# Old Curado Tear Down



## Boats4Drew (Aug 16, 2010)

I tore into my first Curado this afternoon. This reel was almost seized up and wouldn't reel or cast at all basically. Today I just wanted to get into it figure out the problem. 

First I found the spring from the drag star was on the left side bearing (screwdriver pointing it out).


----------



## Boats4Drew (Aug 16, 2010)

Then I found corrosion on the bearing immediately next to the spool. I couldn't get this bearing out. How do you replace that bearing? 

Note this is not the bearing inside the right side casing. That one came out and got replaced easily.


----------



## Boats4Drew (Aug 16, 2010)

I opened the right side to expose the guts of the reel. Notice the right side bearing and spring easily came out. 

I have the handle and all of the associated parts laid out in order of their removal. Note the lack of the spring below the drag star. I put the spring back in the right place when it was reassembled.

Then, I removed the pinion and springs. 

Next I broke down the drive shaft and drag washers. I completely removed the drive shaft including taking out the two small screws. To do this you have to stick the screw driver in through the frame. But the worst part was putting that keeper ring on the end of the drive shaft back on during reassembly.


----------



## Boats4Drew (Aug 16, 2010)

I came across a rebuild kit that had oil, grease and bearings. I must have bought it a year or two ago. I was able to replace two bearings and generally clean and lube the whole reel during reassembly. 

The reel still isn't free spooling like other videos I've seen. That one bearing right next to the spool didn't get replaced, but I got most of the rust off. 

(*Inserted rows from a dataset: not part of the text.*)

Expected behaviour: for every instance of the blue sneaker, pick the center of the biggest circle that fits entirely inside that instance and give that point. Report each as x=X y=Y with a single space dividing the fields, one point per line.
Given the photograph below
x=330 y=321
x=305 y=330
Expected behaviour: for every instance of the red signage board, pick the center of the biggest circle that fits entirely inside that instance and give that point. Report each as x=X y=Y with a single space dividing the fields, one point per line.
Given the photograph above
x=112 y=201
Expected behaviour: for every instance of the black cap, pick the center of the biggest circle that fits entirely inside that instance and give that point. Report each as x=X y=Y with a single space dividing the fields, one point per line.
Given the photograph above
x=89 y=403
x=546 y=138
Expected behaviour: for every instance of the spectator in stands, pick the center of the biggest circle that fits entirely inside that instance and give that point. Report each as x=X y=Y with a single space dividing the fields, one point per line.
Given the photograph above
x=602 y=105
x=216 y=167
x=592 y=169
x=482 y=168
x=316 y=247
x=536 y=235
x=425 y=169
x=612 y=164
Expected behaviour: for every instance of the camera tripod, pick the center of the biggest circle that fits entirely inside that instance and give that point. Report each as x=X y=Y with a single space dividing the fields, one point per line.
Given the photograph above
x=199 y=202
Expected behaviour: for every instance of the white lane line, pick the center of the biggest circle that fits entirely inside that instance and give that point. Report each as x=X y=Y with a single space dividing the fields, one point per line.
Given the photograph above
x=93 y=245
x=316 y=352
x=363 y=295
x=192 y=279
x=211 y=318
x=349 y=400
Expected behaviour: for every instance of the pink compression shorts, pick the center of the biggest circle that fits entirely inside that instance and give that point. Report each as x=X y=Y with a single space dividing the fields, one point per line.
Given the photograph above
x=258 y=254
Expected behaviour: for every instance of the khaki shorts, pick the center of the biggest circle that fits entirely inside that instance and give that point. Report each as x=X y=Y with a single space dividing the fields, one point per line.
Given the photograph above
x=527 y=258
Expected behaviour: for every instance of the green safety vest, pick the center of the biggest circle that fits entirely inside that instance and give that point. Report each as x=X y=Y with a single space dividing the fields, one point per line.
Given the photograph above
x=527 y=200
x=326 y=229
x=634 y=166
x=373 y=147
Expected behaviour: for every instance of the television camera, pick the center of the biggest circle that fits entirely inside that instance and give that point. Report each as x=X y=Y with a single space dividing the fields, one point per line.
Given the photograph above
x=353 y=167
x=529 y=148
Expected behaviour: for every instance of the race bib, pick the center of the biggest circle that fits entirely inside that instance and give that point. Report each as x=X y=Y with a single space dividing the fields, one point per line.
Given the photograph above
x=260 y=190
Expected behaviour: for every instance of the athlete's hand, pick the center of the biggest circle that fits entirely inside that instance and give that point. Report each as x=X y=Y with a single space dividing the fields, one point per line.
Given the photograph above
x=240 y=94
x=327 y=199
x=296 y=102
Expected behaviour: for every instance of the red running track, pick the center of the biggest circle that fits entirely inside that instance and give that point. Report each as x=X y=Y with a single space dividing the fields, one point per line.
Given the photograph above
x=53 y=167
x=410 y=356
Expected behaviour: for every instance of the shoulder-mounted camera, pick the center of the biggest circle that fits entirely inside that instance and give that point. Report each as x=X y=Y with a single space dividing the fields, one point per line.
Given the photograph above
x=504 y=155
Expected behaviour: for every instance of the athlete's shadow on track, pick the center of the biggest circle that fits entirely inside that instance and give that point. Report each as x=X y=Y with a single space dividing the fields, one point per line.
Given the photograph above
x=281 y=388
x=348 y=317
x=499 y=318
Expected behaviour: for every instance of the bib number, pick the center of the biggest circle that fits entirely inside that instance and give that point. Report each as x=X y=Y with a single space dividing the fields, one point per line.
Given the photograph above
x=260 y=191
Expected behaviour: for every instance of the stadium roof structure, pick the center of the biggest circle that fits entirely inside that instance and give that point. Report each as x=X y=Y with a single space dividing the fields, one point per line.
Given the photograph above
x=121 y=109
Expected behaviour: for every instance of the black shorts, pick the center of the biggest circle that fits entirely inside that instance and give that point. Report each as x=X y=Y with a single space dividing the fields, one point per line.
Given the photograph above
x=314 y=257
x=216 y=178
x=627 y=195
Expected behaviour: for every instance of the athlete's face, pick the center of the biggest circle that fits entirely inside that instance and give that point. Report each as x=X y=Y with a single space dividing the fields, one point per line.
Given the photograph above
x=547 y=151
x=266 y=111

Should I look into a new set of bearings since I don't know how old these replacements are? Also, do I need to get a hold of different oil and grease?


----------



## Boats4Drew (Aug 16, 2010)

By the way, I found these videos very helpful:






That is Part 2 of a three part series.


----------



## Dan Thorburn (Dec 18, 2013)

You need to press the spool pin out to replace the bearing. There are some companies that make special pliers for this (or used to). 


We recommend our Shimano Drag Grease for grease and our Bantam Oil for oil. It can be ordered direct, or purchased through any of our service centers.


----------